Democratic lawmakers have long backed legislation to shift TSA screeners to Title 5, a category that covers much of the federal workforce and also guarantees access to whistleblowers protection and the general schedule salary plan.
Rep. Bennie Thompson (D-Miss.), the chairman of the House Homeland Security Committee, hailed the move. "I commend the Biden administration for taking decisive action to improve conditions for the TSA workforce," Thompson said in a statement. "TSA frontline officers have been grossly underpaid and denied basic workplace rights for far too long."
Republicans have said they are reluctant to abandon the broad flexibility the TSA administrator currently has over the agency's personnel management system.
The American Federal of Government Employees represents TSA screeners, who currently have some bargaining rights but all those afforded to most feds.
TSA and AFGE will negotiate a new collective bargaining agreement, according to DHS' announcement of the changes. The agency says that the expanded union rights will be akin to those given to other agencies "while preserving TSA's ability to meet its critical security mission."
"This is a win for equity and a defeat for the inexcusable history of disparate treatment of TSOs," said AFGE national president Everett Kelley in a statement. "There has never been a reason to deny them the same union and civil service rights as their counterparts in other agencies."

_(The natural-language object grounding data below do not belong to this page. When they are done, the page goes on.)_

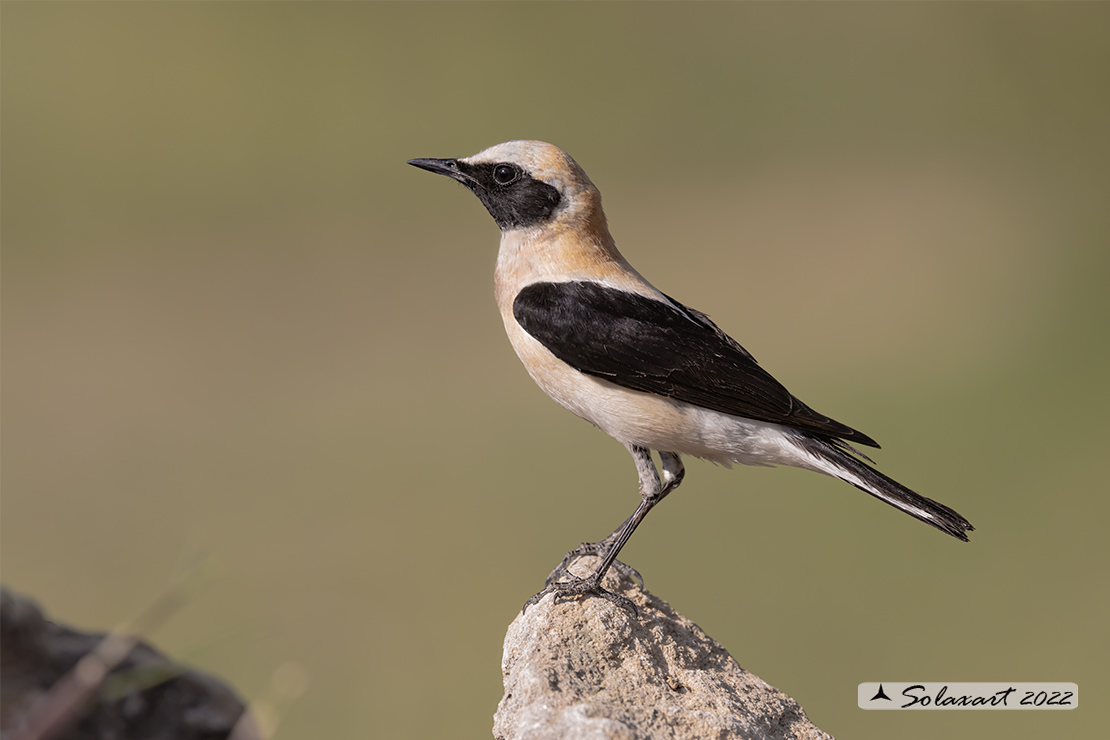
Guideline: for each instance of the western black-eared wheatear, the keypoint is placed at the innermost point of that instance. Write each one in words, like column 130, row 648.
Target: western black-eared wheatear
column 649, row 372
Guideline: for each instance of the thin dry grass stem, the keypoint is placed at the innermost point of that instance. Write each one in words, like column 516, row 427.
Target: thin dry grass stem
column 63, row 703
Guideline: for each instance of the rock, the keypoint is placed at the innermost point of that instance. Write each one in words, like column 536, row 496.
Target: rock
column 147, row 696
column 587, row 669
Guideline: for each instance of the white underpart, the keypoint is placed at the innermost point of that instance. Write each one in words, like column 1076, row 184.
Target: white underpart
column 656, row 422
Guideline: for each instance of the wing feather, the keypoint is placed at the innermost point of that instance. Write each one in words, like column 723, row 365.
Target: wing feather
column 644, row 344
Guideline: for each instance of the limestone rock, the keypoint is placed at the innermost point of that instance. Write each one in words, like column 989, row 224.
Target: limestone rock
column 586, row 669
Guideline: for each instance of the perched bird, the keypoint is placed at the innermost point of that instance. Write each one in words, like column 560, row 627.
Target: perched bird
column 648, row 371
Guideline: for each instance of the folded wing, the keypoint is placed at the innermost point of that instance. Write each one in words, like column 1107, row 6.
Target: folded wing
column 667, row 350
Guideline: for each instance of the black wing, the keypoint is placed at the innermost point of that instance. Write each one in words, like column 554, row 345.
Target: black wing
column 644, row 344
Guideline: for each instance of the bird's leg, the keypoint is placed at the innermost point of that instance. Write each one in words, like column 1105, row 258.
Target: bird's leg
column 652, row 490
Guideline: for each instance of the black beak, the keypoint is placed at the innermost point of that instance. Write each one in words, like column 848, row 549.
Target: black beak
column 448, row 168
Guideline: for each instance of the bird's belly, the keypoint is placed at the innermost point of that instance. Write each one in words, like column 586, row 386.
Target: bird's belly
column 651, row 421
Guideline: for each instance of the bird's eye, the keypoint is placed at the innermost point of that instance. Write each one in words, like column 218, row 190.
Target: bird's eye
column 504, row 174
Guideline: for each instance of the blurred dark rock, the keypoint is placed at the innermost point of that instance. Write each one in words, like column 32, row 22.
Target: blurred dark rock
column 585, row 668
column 147, row 696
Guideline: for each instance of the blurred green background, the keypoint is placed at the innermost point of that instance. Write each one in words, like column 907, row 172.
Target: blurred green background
column 236, row 326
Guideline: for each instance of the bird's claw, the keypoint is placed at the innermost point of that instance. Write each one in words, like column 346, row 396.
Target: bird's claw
column 589, row 548
column 581, row 587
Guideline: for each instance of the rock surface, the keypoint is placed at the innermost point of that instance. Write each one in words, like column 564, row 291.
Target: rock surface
column 147, row 696
column 587, row 669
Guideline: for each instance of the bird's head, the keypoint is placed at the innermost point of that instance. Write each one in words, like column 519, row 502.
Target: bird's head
column 525, row 184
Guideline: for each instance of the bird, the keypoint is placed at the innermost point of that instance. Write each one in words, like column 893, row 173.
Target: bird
column 607, row 345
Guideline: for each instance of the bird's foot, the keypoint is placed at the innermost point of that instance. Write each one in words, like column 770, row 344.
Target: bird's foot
column 576, row 586
column 588, row 548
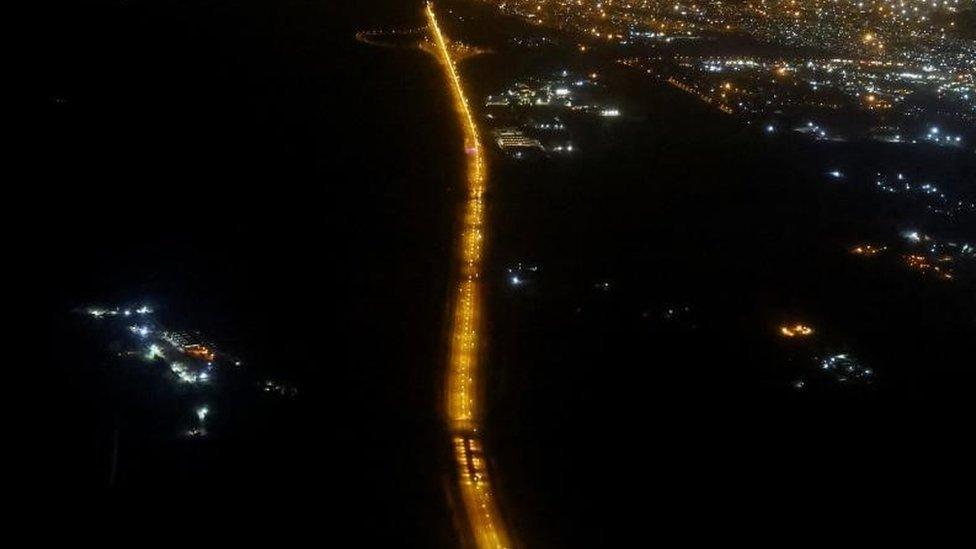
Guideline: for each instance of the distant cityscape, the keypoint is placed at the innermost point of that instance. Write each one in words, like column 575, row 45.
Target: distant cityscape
column 898, row 71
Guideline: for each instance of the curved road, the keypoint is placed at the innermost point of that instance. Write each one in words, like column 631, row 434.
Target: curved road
column 463, row 405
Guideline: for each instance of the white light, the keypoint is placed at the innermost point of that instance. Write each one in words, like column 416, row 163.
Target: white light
column 153, row 352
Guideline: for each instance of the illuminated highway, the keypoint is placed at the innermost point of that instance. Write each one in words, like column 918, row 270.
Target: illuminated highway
column 463, row 403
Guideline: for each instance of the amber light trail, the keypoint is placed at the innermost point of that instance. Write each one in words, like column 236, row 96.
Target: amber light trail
column 462, row 398
column 796, row 330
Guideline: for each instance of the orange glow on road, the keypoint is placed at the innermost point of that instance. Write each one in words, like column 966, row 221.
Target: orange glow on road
column 796, row 330
column 463, row 405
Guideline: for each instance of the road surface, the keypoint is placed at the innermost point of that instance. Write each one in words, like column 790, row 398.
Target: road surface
column 463, row 397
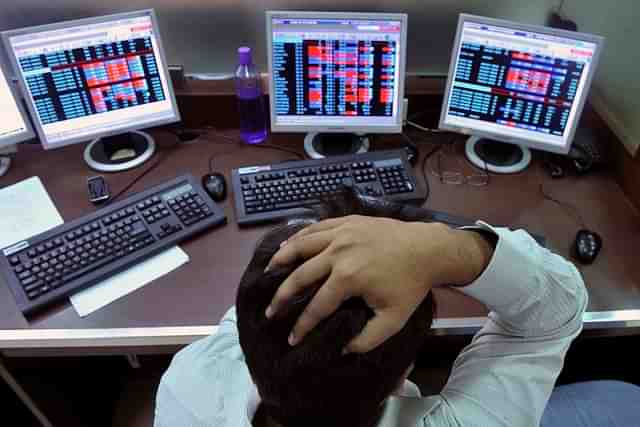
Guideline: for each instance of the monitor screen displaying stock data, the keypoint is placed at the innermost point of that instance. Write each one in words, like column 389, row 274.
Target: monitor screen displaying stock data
column 88, row 79
column 518, row 83
column 329, row 71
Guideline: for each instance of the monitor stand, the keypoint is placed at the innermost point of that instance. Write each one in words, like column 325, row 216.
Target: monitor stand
column 5, row 164
column 321, row 145
column 120, row 152
column 496, row 156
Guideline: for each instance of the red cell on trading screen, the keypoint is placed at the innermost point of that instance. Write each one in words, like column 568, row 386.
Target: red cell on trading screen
column 385, row 96
column 140, row 84
column 315, row 96
column 314, row 50
column 518, row 55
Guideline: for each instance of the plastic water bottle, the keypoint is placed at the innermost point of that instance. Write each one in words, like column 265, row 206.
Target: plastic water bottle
column 253, row 123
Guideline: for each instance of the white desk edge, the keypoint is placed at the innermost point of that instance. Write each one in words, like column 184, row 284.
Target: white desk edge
column 183, row 335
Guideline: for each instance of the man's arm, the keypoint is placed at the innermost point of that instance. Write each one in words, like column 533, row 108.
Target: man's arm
column 200, row 377
column 506, row 375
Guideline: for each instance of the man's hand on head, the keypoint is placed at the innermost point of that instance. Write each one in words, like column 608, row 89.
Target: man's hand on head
column 391, row 264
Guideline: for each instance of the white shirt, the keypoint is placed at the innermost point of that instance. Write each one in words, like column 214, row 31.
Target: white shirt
column 503, row 378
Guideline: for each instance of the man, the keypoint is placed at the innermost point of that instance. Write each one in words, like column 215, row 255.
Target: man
column 388, row 267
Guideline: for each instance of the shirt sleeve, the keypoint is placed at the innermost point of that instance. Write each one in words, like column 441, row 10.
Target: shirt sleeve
column 506, row 375
column 207, row 383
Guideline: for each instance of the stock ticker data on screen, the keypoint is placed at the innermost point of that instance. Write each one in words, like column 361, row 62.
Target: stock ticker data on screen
column 334, row 77
column 80, row 82
column 518, row 88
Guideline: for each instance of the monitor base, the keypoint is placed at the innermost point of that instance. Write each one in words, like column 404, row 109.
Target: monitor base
column 495, row 156
column 5, row 164
column 321, row 145
column 120, row 152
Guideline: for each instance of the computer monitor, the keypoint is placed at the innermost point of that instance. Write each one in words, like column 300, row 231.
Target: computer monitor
column 14, row 124
column 513, row 86
column 99, row 79
column 337, row 76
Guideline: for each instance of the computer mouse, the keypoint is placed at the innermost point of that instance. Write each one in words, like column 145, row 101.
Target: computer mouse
column 587, row 246
column 215, row 186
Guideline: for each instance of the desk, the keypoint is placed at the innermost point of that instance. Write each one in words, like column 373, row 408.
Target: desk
column 186, row 304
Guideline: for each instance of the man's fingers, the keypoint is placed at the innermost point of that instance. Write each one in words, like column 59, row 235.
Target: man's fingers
column 324, row 303
column 380, row 328
column 325, row 225
column 308, row 274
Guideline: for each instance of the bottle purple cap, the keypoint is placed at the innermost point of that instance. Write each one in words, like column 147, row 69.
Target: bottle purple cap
column 244, row 55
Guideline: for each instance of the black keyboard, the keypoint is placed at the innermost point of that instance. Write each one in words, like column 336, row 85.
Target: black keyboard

Hydrick Thomas, president of AFGE's Council 100, which represents nearly 46,000 TSA officers nationwide, said that the changes will likely also help reduce turnover of TSA employees.
Although AFGE leaders cheered the win, they say that they're intent on continuing to support the bill that would move frontline TSA workers to Title 5 "so that no future TSA Administrator can undo the progress that Secretary Mayorkas is putting into place."